VK 2005-03-03: It is no surprise that "malloc_bytes" is used often, and I, personally, tried and succeeded following trick. This trick takes into collaboration Perl, and I performed this trick on Win32. I compiled Perl and Tcl/Tk to use common memory allocator. I used Perl's memory allocator when building Perl, and replaced in tclAlloc.c call to malloc with Perl_malloc (and 2 other: free and realloc)

After building this, I got Tcl.dll dependent on Perl.dll (because now Tcl uses Perl's allocator) and gained faster Tcl.

It appears that

  1. Perl's memory allocator is faster than Tcl's, and I think it is quite normal to benefit from this fact.
  2. This trick works for building on PocketPC, and Tcl/Tk became visually much faster with this approach.
  3. Rebuilding Tk after this trick with Tcl was not necessary.
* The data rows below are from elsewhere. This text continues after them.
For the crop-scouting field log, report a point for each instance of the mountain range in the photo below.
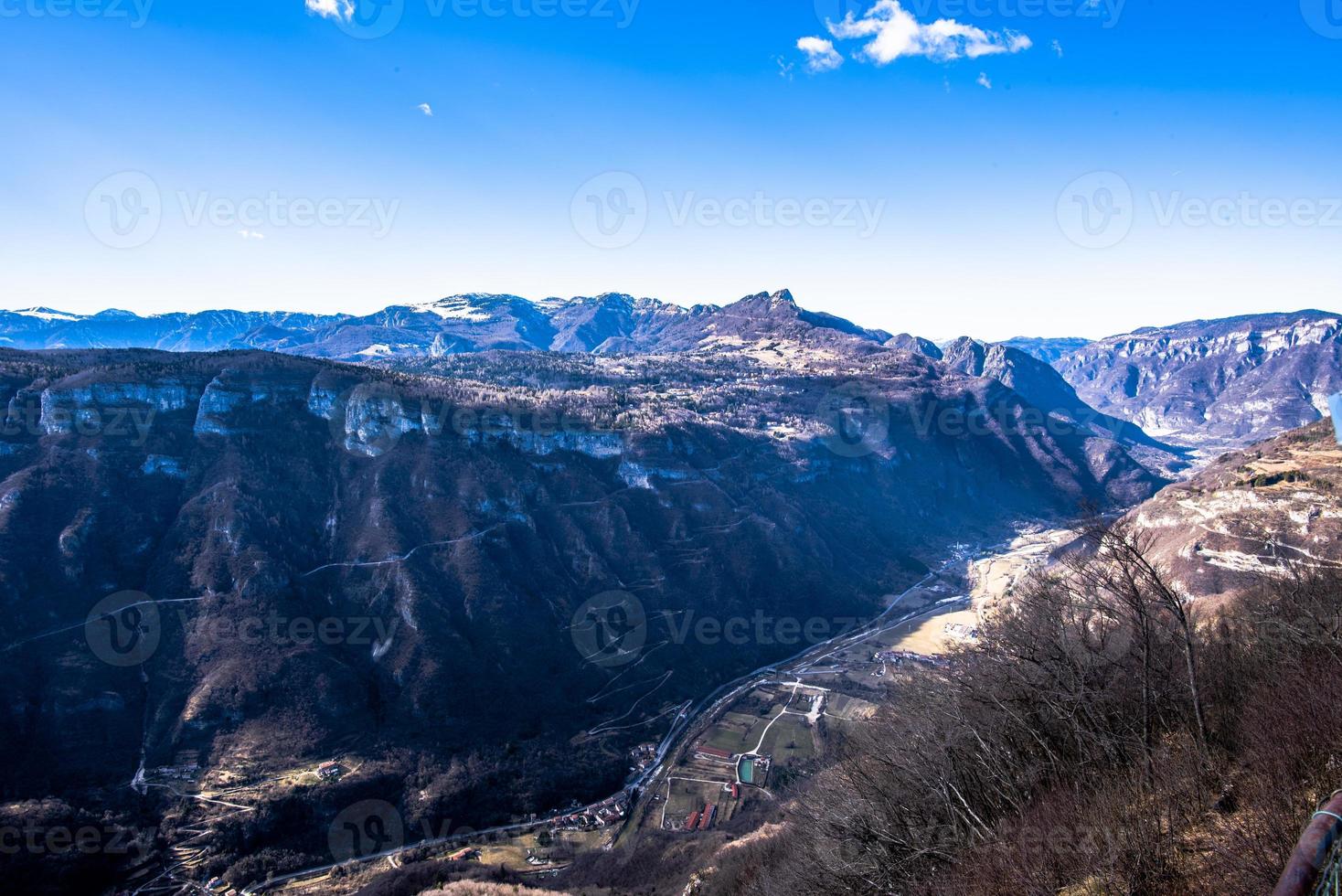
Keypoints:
(456, 500)
(1205, 385)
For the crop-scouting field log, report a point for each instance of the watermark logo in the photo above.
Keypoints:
(1106, 11)
(1324, 16)
(610, 629)
(134, 11)
(1098, 211)
(611, 211)
(123, 629)
(123, 211)
(366, 829)
(1095, 211)
(126, 211)
(857, 420)
(85, 840)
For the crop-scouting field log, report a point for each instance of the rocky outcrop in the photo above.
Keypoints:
(1215, 384)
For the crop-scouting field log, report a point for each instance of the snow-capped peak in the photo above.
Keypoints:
(48, 315)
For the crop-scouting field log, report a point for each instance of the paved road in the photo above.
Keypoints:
(683, 720)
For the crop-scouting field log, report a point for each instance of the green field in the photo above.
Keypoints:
(789, 741)
(737, 731)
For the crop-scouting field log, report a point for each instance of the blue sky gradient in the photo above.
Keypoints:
(708, 102)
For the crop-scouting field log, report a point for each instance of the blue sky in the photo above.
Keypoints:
(1038, 166)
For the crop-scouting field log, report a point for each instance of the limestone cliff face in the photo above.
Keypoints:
(450, 525)
(1215, 382)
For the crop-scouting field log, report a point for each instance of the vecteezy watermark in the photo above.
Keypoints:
(372, 19)
(612, 211)
(610, 629)
(1324, 16)
(123, 629)
(369, 419)
(1095, 211)
(123, 211)
(857, 419)
(1098, 211)
(86, 840)
(366, 829)
(289, 631)
(1106, 11)
(760, 628)
(31, 416)
(126, 211)
(133, 11)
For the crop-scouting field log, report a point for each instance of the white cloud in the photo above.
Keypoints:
(820, 54)
(343, 10)
(895, 32)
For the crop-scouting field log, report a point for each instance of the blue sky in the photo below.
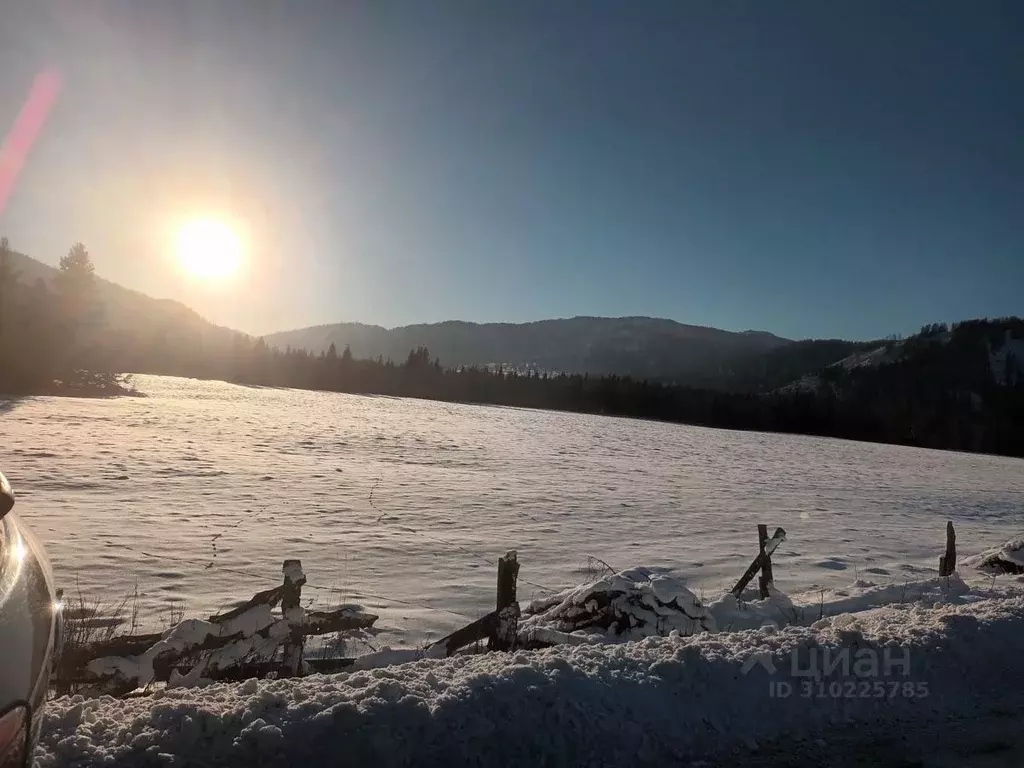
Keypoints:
(809, 168)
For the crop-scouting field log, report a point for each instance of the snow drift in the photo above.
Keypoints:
(654, 699)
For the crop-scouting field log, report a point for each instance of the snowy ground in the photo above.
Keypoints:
(941, 683)
(197, 493)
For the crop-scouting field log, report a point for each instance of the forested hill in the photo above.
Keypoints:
(958, 387)
(641, 347)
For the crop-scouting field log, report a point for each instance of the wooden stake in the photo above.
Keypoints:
(507, 605)
(291, 609)
(947, 562)
(759, 561)
(766, 572)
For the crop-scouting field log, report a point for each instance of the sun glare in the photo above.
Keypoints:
(209, 249)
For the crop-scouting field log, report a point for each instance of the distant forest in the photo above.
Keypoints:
(938, 392)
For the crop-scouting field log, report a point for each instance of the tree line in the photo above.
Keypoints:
(938, 392)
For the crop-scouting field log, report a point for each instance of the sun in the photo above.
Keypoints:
(209, 249)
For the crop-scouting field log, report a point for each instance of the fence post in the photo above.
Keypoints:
(766, 571)
(947, 562)
(291, 609)
(508, 606)
(759, 561)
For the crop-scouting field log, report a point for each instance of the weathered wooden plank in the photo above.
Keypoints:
(322, 623)
(478, 630)
(291, 597)
(507, 625)
(777, 538)
(947, 562)
(767, 577)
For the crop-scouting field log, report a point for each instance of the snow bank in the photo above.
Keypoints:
(657, 699)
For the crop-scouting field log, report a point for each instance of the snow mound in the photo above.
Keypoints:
(1007, 558)
(627, 605)
(656, 700)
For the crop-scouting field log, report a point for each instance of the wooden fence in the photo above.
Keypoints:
(253, 641)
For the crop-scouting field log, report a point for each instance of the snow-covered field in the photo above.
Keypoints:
(934, 686)
(198, 492)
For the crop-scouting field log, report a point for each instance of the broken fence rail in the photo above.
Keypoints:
(252, 641)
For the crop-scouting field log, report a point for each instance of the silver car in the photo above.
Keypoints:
(30, 628)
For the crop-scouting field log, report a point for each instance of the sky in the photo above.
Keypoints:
(814, 169)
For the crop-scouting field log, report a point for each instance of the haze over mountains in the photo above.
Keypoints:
(136, 325)
(643, 347)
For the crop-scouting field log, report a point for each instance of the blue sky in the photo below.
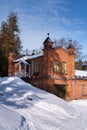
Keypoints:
(61, 18)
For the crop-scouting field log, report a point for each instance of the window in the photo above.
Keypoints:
(36, 67)
(63, 67)
(56, 66)
(32, 67)
(83, 90)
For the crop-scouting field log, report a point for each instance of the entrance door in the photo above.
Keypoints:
(60, 91)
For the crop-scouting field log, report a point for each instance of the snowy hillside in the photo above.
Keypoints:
(23, 107)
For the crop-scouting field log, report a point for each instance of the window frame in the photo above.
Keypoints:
(64, 67)
(56, 67)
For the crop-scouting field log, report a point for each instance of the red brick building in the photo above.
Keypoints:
(53, 70)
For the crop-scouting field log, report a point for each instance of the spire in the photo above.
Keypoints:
(48, 39)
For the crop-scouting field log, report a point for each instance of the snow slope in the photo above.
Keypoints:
(34, 109)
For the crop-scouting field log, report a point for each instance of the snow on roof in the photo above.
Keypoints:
(24, 62)
(81, 73)
(29, 57)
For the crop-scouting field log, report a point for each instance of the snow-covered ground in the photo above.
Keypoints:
(24, 107)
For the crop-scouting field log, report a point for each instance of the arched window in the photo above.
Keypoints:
(55, 66)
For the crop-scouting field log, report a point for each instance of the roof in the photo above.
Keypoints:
(29, 57)
(48, 39)
(80, 73)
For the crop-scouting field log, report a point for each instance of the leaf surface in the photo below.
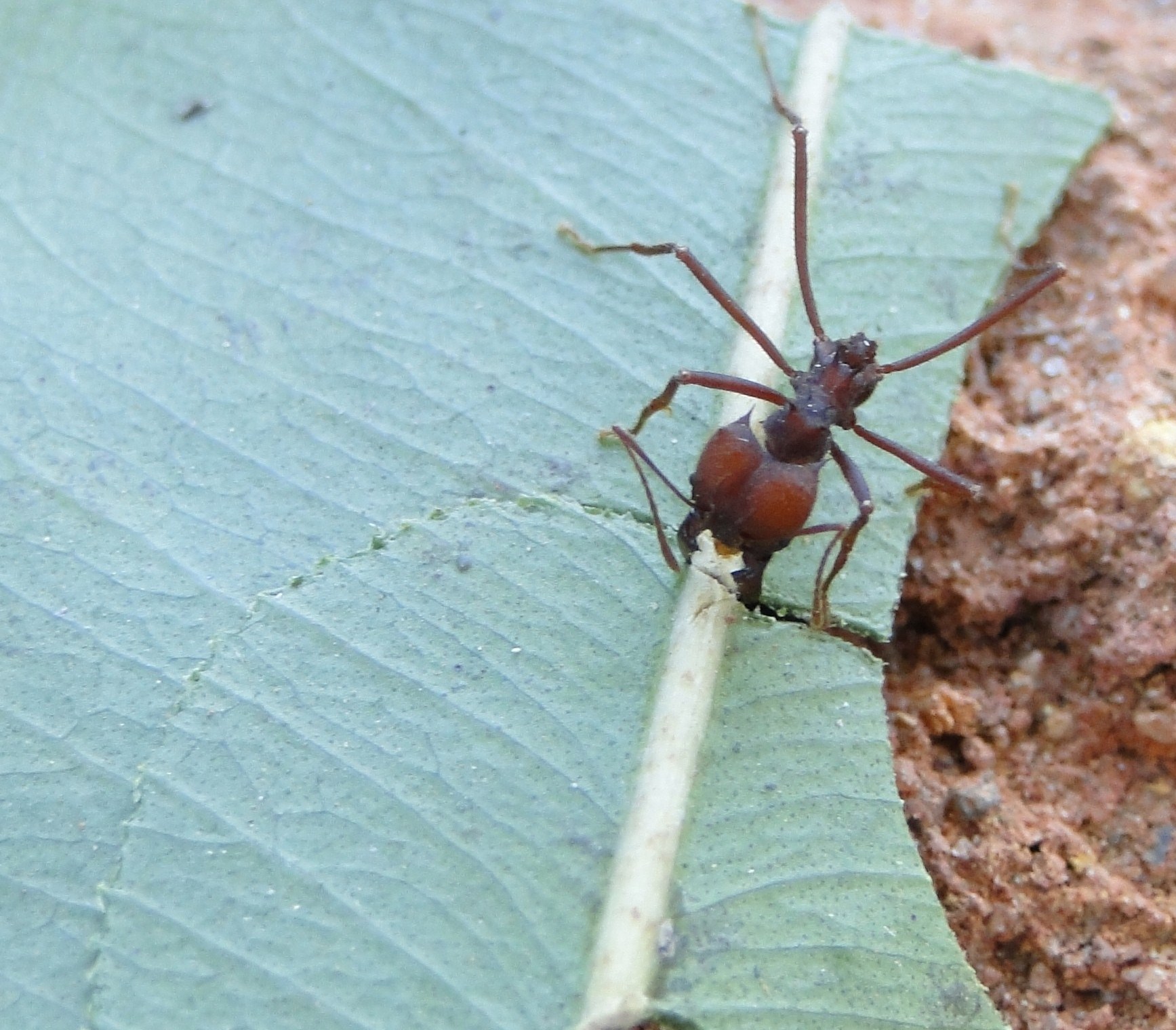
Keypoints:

DKF: It seems non-trivial to find out what is going on inside Perl without grabbing the whole source tree; haven't those people heard of online-browsable source trees? (Or is that something that Perforce doesn't support?)

Aside from that, on point 3 I'd just like to note that Tk is rigorous about only ever using Tcl's memory allocation API. The mess that is Win32 compilation environments is largely responsible too... :^/